ETF Portfolio Updates
In preparation for the end of NASDAQ’s “Best Eight Months,” stop losses have been raised significantly for XLK, IWM and QQQ. See table below for exact values. When we issue our NASDAQ Seasonal Sell signal, we will close these positions out of the portfolio.
In addition to FCG we will also closeout the position in United States Natural Gas (UNG) as seasonal strength in natural gas typically comes to an end in early June. Sell UNG. For tracking purposes UNG will be closed out of the portfolio using its average price on June 3.
Defensive positions, HDGE, TLT and AGG can be considered near current levels or on dips. When we issue NASDAQ’s Seasonal Sell signal we will reevaluate these positions and possibly officially increase the size of these positions.
Recent short trade ideas, IYT, XLF and XLB are all modestly in the red as of yesterday’s close. IYT and XLB were both shorted on May 6. Continue to Hold IYT, XLF and XLB.

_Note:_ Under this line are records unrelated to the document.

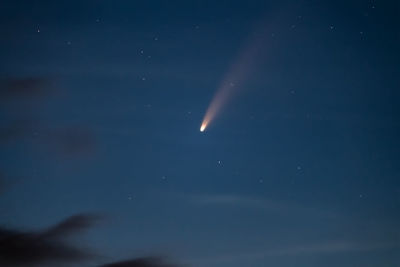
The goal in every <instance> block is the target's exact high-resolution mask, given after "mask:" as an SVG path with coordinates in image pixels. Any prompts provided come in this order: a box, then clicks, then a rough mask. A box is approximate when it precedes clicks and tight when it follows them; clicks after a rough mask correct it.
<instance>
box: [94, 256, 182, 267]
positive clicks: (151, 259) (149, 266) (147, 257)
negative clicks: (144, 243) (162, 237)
mask: <svg viewBox="0 0 400 267" xmlns="http://www.w3.org/2000/svg"><path fill="white" fill-rule="evenodd" d="M174 266H176V265H171V264H167V263H165V262H164V261H163V260H162V259H160V258H153V257H146V258H137V259H133V260H126V261H120V262H115V263H109V264H105V265H102V266H100V267H174Z"/></svg>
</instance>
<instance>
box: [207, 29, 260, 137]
mask: <svg viewBox="0 0 400 267" xmlns="http://www.w3.org/2000/svg"><path fill="white" fill-rule="evenodd" d="M265 30H266V29H265V27H262V29H261V31H260V30H259V31H256V32H254V34H253V36H252V38H251V41H250V42H249V43H248V45H247V46H246V47H245V49H244V50H243V51H242V53H241V54H240V56H239V58H237V60H236V61H235V62H234V64H233V65H232V66H231V68H230V69H229V71H228V72H227V74H226V76H225V77H224V79H223V80H222V82H221V84H220V86H219V87H218V89H217V91H216V93H215V95H214V97H213V99H212V100H211V103H210V105H209V107H208V108H207V111H206V114H205V115H204V118H203V121H202V123H201V127H200V132H204V131H205V129H206V128H207V127H208V125H209V124H210V122H211V121H212V120H213V119H214V118H215V116H216V115H217V114H218V113H219V111H220V110H221V108H222V107H223V106H224V105H225V104H226V102H228V100H229V99H230V98H231V97H232V95H234V94H235V93H236V92H237V91H238V89H239V87H240V84H241V83H242V82H243V81H244V80H245V78H246V77H247V76H249V73H250V72H251V69H252V67H253V65H254V61H255V59H256V58H257V57H258V56H259V52H260V50H261V49H262V48H264V45H265V36H266V34H265ZM238 85H239V86H238Z"/></svg>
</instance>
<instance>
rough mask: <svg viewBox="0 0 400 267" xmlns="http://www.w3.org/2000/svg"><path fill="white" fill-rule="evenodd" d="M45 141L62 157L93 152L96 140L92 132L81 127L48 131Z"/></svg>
mask: <svg viewBox="0 0 400 267" xmlns="http://www.w3.org/2000/svg"><path fill="white" fill-rule="evenodd" d="M45 136H47V138H45V141H48V142H49V144H50V145H51V146H53V147H54V148H56V150H57V151H58V152H59V153H61V154H63V155H79V154H88V153H91V152H93V151H94V150H95V147H96V140H95V136H94V134H93V132H92V131H90V130H89V129H85V128H82V127H77V126H76V127H66V128H59V129H55V130H49V131H47V132H46V133H45Z"/></svg>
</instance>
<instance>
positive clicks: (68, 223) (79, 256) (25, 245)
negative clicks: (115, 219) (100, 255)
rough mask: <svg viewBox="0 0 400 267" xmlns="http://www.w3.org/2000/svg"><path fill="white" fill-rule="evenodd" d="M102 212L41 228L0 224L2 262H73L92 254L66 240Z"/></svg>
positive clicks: (17, 264) (93, 220)
mask: <svg viewBox="0 0 400 267" xmlns="http://www.w3.org/2000/svg"><path fill="white" fill-rule="evenodd" d="M97 219H98V216H94V215H88V214H82V215H76V216H72V217H69V218H68V219H66V220H64V221H63V222H61V223H59V224H57V225H55V226H53V227H50V228H49V229H46V230H45V231H41V232H24V231H18V230H11V229H6V228H0V266H33V265H43V264H46V263H48V262H63V263H64V262H71V261H81V260H84V259H87V258H89V257H90V256H91V254H90V253H89V252H87V251H84V250H82V249H80V248H77V247H75V246H74V245H71V244H68V243H67V242H66V240H65V239H66V237H67V236H69V235H70V234H76V233H77V232H79V231H81V230H85V229H87V228H89V227H91V226H92V225H93V224H94V223H95V221H97Z"/></svg>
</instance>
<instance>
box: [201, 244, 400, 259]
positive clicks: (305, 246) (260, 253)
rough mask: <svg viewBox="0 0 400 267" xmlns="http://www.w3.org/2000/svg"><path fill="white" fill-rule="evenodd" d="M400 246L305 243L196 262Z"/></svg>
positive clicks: (383, 244) (343, 251)
mask: <svg viewBox="0 0 400 267" xmlns="http://www.w3.org/2000/svg"><path fill="white" fill-rule="evenodd" d="M397 247H398V244H397V245H396V244H395V243H392V242H369V243H365V242H354V241H349V240H330V241H320V242H317V243H305V244H300V245H288V246H286V247H280V248H279V247H271V248H266V249H264V250H255V251H247V252H243V251H237V252H232V253H226V254H222V255H218V256H213V257H208V258H201V259H198V260H196V262H197V263H199V264H201V265H203V264H204V265H207V264H211V263H212V264H222V263H223V264H227V263H232V262H235V263H237V262H242V261H243V262H244V261H246V262H248V261H252V260H258V259H265V258H267V257H298V256H301V255H308V256H312V255H321V254H334V253H353V252H373V251H379V250H385V249H390V248H397Z"/></svg>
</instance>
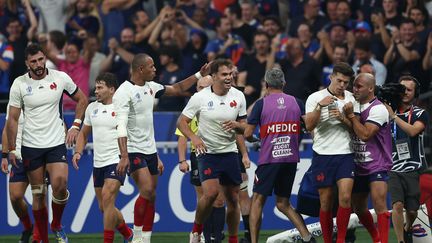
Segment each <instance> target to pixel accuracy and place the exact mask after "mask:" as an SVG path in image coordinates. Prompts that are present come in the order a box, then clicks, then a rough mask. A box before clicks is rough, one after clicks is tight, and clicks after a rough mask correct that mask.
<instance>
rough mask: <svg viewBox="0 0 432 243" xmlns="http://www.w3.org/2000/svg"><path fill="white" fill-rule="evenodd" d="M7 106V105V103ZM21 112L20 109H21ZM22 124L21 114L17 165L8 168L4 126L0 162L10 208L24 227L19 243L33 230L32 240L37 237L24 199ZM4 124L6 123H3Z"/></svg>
mask: <svg viewBox="0 0 432 243" xmlns="http://www.w3.org/2000/svg"><path fill="white" fill-rule="evenodd" d="M8 107H9V105H8ZM21 113H22V111H21ZM8 115H9V109H7V111H6V121H7V119H8ZM23 124H24V117H23V116H22V114H21V115H20V118H19V120H18V132H17V141H16V151H17V154H18V156H17V157H18V159H19V161H18V162H17V166H16V167H15V166H11V167H10V170H9V168H8V160H7V157H8V147H9V146H8V142H7V134H6V126H4V127H3V131H2V163H1V170H2V172H3V173H5V174H8V173H9V172H10V175H9V199H10V202H11V205H12V208H13V210H14V212H15V214H16V215H17V216H18V218H19V220H20V222H21V224H22V225H23V227H24V230H23V231H22V233H21V237H20V240H19V242H20V243H28V242H29V240H30V237H31V235H32V234H33V231H34V232H35V234H36V235H35V236H34V237H33V240H38V239H39V234H37V231H36V228H33V227H34V225H33V224H32V221H31V219H30V215H29V213H28V206H27V203H26V201H25V200H24V194H25V191H26V190H27V186H28V184H29V183H28V178H27V174H26V171H25V169H24V165H23V163H22V160H21V140H22V126H23ZM5 125H6V123H5Z"/></svg>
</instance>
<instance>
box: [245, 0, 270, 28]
mask: <svg viewBox="0 0 432 243" xmlns="http://www.w3.org/2000/svg"><path fill="white" fill-rule="evenodd" d="M261 2H263V4H264V6H268V5H269V4H270V3H265V2H272V1H261ZM240 8H241V11H240V12H241V13H240V16H241V19H242V20H243V22H244V23H246V24H248V25H249V26H251V27H253V28H254V29H255V30H256V29H258V28H259V27H260V22H259V21H258V20H257V19H256V15H257V14H258V6H257V5H255V3H254V2H253V1H252V0H245V1H241V3H240ZM263 10H266V12H267V14H265V15H266V16H267V15H269V14H268V13H269V12H270V11H269V10H270V9H263ZM272 12H274V14H278V11H277V4H274V5H273V7H272ZM270 13H271V12H270Z"/></svg>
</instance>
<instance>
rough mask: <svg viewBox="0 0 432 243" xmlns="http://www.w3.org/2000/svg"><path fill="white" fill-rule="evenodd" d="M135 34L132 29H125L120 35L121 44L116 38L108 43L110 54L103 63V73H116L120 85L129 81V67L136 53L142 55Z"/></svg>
mask: <svg viewBox="0 0 432 243" xmlns="http://www.w3.org/2000/svg"><path fill="white" fill-rule="evenodd" d="M134 39H135V37H134V33H133V30H132V29H131V28H125V29H124V30H122V32H121V34H120V44H119V43H118V41H117V40H116V39H115V38H111V39H110V40H109V42H108V47H109V49H110V51H109V54H108V55H107V57H106V58H105V60H103V61H102V63H101V72H111V73H114V74H115V75H116V76H117V78H118V80H119V84H121V83H123V82H124V81H125V80H128V79H129V66H130V64H131V63H132V59H133V57H134V54H135V53H140V50H139V49H138V47H136V46H135V44H134Z"/></svg>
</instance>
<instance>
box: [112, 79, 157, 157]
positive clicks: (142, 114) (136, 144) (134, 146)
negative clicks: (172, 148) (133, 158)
mask: <svg viewBox="0 0 432 243" xmlns="http://www.w3.org/2000/svg"><path fill="white" fill-rule="evenodd" d="M164 92H165V86H163V85H161V84H158V83H156V82H153V81H149V82H145V84H144V85H143V86H139V85H135V84H134V83H133V82H131V81H125V82H123V83H122V84H121V85H120V87H119V88H118V89H117V91H116V92H115V94H114V97H113V104H114V109H115V111H116V113H117V122H118V123H119V122H127V124H125V125H126V127H127V138H128V144H127V147H128V152H129V153H143V154H154V153H156V142H155V138H154V127H153V105H154V101H155V98H159V97H160V96H162V95H163V93H164Z"/></svg>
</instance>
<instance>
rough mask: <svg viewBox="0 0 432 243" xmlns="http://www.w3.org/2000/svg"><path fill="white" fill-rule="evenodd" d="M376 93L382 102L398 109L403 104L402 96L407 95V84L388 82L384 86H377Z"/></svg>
mask: <svg viewBox="0 0 432 243" xmlns="http://www.w3.org/2000/svg"><path fill="white" fill-rule="evenodd" d="M375 95H376V97H377V98H378V99H379V100H380V101H381V102H383V103H386V104H387V105H389V106H391V108H392V109H393V110H396V109H397V108H398V107H400V105H401V104H402V98H403V96H404V95H405V86H404V85H402V84H400V83H388V84H384V85H383V86H377V87H376V89H375Z"/></svg>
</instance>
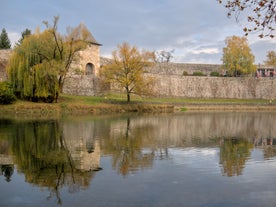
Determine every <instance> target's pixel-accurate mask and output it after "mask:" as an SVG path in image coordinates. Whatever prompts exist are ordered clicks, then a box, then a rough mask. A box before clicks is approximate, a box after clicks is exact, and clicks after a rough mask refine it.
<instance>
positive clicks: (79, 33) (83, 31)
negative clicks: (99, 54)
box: [70, 23, 102, 46]
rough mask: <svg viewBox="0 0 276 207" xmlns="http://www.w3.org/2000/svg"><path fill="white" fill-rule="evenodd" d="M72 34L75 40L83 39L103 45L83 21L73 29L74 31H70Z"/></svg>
mask: <svg viewBox="0 0 276 207" xmlns="http://www.w3.org/2000/svg"><path fill="white" fill-rule="evenodd" d="M70 36H72V37H73V38H74V39H75V40H83V41H86V42H89V43H91V44H94V45H99V46H101V45H102V44H100V43H98V42H97V41H96V39H95V38H94V36H93V35H92V34H91V32H90V31H89V30H88V29H87V27H86V26H85V24H83V23H80V24H79V26H77V27H76V28H74V29H72V31H71V32H70Z"/></svg>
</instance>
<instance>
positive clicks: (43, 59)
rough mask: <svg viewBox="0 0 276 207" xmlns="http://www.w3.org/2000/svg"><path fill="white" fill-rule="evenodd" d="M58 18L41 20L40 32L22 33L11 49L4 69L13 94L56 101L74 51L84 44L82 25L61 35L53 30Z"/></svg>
mask: <svg viewBox="0 0 276 207" xmlns="http://www.w3.org/2000/svg"><path fill="white" fill-rule="evenodd" d="M58 19H59V18H58V17H55V18H54V23H53V25H52V26H51V25H49V24H48V22H44V23H45V25H46V29H45V30H44V31H43V32H40V31H37V32H36V33H35V34H33V35H28V36H26V37H25V38H24V39H23V41H22V43H21V44H20V45H18V46H17V47H16V48H15V49H14V52H13V55H12V57H11V60H10V64H9V66H8V71H9V77H10V80H11V82H12V83H13V87H14V91H15V92H16V95H17V97H19V98H24V99H29V100H32V101H45V102H53V101H54V100H56V101H57V100H58V97H59V93H60V92H61V91H62V88H63V84H64V80H65V77H66V75H67V73H68V71H69V68H70V65H71V63H72V61H73V59H74V57H75V54H76V53H77V52H78V51H80V50H82V49H84V48H85V47H86V46H87V45H88V42H87V30H86V29H82V30H81V31H78V32H76V30H74V29H72V31H71V33H69V34H68V35H67V36H62V35H61V34H60V33H59V32H58V31H57V23H58ZM77 28H78V27H77Z"/></svg>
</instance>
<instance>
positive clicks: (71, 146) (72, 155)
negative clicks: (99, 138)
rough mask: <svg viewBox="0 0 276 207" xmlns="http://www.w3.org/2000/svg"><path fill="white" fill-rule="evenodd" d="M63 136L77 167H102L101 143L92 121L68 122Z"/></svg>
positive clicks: (66, 124)
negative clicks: (96, 137) (91, 122)
mask: <svg viewBox="0 0 276 207" xmlns="http://www.w3.org/2000/svg"><path fill="white" fill-rule="evenodd" d="M63 136H64V140H65V144H66V146H67V149H68V150H69V152H70V155H71V157H72V160H73V162H74V167H75V168H76V169H79V170H81V171H90V170H97V169H98V168H99V167H100V144H99V140H98V139H97V138H96V137H95V128H94V125H93V124H92V123H91V122H89V123H87V122H68V123H67V122H66V123H64V125H63Z"/></svg>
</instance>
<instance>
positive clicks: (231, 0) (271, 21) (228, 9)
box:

As the possibility of a June or July rate increase increased, the U.S. dollar strengthened and precious metals weakened. ProShares UltraShort Silver (ZSL) was added to the portfolio on May 11 when it traded below its buy limit. ZSL has also closed above the threshold to switch to a 5% trailing stop loss. As a reminder, ZSL stop loss calculation is based upon its daily closing price. Its stop loss, as of yesterday’s high close appears in the table below.
Disclosure Note: At press time, officers of the Hirsch Organization, or accounts they control held a position in AGG, HDGE, QQQ and TLT.